Lots of eyes are on cystic fibrosis, a disease that causes sticky mucus buildup in the lungs, digestive problems and death in young adulthood. More than 10 million Americans — one in 25 to 29 whites, who are more at risk for it than blacks — carry a gene mutation for it. In 2001, the American College of Obstetricians and Gynecologists and other groups recommended that white pregnant women be offered testing for mutations. Tests on partners and fetuses often followed, and an unknown number of abortions.

The impact showed up two years later in Massachusetts, one of the few states testing newborns for the disease at the time. Births of babies with cystic fibrosis dropped, from 29 in 2000 to only 10 in 2003, ticking up to 15 in 2006, said Dr. Richard Parad, a Brigham and Women’s Hospital physician who helped set up the screening program.

In California, Kaiser Permanente, a large health maintenance organization, offered prenatal screening. From 2006 through 2008, 87 couples with cystic fibrosis mutations agreed to have fetuses tested, and 23 were found to have the disease. Sixteen of the 17 fetuses projected to have the severest type of disease were aborted, as were four of the six fetuses projected to have less severe disease.

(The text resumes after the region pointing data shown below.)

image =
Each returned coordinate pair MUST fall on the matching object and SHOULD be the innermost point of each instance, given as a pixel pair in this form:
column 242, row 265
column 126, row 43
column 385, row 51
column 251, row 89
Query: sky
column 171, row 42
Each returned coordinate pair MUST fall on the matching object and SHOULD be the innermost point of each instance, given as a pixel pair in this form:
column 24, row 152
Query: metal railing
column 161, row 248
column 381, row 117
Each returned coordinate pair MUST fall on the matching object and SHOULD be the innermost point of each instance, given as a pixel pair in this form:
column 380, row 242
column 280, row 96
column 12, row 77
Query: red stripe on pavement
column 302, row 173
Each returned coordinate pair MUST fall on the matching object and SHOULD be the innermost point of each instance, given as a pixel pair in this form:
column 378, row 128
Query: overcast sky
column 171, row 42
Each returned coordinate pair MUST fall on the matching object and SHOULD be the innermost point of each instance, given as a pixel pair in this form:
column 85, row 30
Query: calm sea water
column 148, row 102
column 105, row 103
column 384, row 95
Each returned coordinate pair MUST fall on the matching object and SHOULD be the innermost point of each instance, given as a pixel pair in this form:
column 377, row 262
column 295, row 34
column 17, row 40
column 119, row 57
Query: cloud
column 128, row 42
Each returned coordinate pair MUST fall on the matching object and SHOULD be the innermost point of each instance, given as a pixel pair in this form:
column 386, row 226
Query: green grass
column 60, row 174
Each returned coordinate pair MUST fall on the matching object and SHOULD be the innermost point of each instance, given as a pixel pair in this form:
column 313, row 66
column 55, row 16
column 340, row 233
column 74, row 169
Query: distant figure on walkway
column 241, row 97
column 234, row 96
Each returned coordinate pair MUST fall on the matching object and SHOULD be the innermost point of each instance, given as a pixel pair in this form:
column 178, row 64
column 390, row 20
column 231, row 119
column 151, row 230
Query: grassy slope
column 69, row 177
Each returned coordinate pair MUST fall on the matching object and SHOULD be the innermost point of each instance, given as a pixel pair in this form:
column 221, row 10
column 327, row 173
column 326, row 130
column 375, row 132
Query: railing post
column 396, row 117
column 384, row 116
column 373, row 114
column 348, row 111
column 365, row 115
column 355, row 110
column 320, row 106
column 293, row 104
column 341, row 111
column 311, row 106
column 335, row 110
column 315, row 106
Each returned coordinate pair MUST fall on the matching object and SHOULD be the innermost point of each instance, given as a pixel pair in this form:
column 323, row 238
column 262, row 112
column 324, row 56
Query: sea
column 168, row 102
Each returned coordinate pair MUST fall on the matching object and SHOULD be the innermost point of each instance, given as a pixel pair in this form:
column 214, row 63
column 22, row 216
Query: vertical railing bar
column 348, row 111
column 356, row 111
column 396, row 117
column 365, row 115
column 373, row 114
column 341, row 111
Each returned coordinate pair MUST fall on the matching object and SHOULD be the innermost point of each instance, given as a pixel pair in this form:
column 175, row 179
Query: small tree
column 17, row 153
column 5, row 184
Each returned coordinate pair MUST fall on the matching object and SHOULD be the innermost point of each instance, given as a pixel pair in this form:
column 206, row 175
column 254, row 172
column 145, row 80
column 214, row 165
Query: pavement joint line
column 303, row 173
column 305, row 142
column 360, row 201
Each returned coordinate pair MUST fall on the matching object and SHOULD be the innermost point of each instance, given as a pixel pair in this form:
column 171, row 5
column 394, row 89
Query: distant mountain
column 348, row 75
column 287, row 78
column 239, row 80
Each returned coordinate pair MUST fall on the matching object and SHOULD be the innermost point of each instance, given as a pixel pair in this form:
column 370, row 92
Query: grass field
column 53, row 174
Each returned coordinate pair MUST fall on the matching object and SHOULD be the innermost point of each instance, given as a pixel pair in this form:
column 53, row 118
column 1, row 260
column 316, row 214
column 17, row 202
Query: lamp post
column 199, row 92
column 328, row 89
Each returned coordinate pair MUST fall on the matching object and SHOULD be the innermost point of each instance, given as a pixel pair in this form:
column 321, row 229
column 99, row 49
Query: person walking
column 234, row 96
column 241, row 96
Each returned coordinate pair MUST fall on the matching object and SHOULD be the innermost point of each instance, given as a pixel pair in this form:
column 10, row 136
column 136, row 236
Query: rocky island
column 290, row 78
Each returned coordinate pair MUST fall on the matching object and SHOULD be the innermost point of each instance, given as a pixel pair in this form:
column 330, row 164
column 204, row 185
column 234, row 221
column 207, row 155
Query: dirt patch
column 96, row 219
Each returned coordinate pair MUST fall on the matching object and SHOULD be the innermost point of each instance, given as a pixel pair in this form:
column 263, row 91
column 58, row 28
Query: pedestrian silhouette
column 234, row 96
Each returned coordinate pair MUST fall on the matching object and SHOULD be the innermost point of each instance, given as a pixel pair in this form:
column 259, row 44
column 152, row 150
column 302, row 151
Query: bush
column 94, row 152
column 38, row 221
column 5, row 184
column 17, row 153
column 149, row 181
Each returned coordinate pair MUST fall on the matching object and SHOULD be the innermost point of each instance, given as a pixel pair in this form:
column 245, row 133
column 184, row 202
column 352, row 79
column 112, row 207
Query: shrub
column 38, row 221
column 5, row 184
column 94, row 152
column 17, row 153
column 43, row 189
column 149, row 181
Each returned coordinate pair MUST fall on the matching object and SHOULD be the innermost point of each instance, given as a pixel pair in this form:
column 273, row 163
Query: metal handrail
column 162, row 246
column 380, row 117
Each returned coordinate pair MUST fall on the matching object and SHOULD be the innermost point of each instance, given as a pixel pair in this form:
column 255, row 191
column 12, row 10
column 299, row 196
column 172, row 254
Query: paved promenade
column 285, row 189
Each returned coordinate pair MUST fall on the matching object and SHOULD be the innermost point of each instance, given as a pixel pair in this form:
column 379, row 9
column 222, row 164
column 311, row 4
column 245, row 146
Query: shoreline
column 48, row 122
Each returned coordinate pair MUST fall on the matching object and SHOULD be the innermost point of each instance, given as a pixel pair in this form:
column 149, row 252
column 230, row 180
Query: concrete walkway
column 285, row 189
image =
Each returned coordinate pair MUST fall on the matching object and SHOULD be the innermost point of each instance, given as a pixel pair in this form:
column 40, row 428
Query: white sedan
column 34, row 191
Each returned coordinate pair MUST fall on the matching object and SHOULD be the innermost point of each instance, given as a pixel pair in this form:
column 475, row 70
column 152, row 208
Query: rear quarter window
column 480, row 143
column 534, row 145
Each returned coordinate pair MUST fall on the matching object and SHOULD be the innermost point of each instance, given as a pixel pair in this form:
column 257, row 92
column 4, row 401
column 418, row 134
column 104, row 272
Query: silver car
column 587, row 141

Gene testing hasn’t led to declines in all diseases. Sickle cell, a blood disorder that causes anemia and pain and raises the risk of stroke, has not dropped. It mostly afflicts blacks; gene carriers are said to have sickle cell “trait,” which sounds harmless.

Gene testing also has had little impact on Huntington’s disease, a progressive, fatal neurological disorder. Unlike many other inherited diseses, only one bad copy of a gene is needed to cause Hungtington’s, and symptoms don’t usually appear until middle age, after many have already had children.

Eliminating disease is a noble goal but also “should give us pause,” Lerner, the Columbia historian, wrote recently in the New England Journal of Medicine.
“If a society is so willing to screen aggressively to find these genes and then to potentially to have to abort the fetuses, what does that say about the value of the lives of those people living with the diseases?” he asked.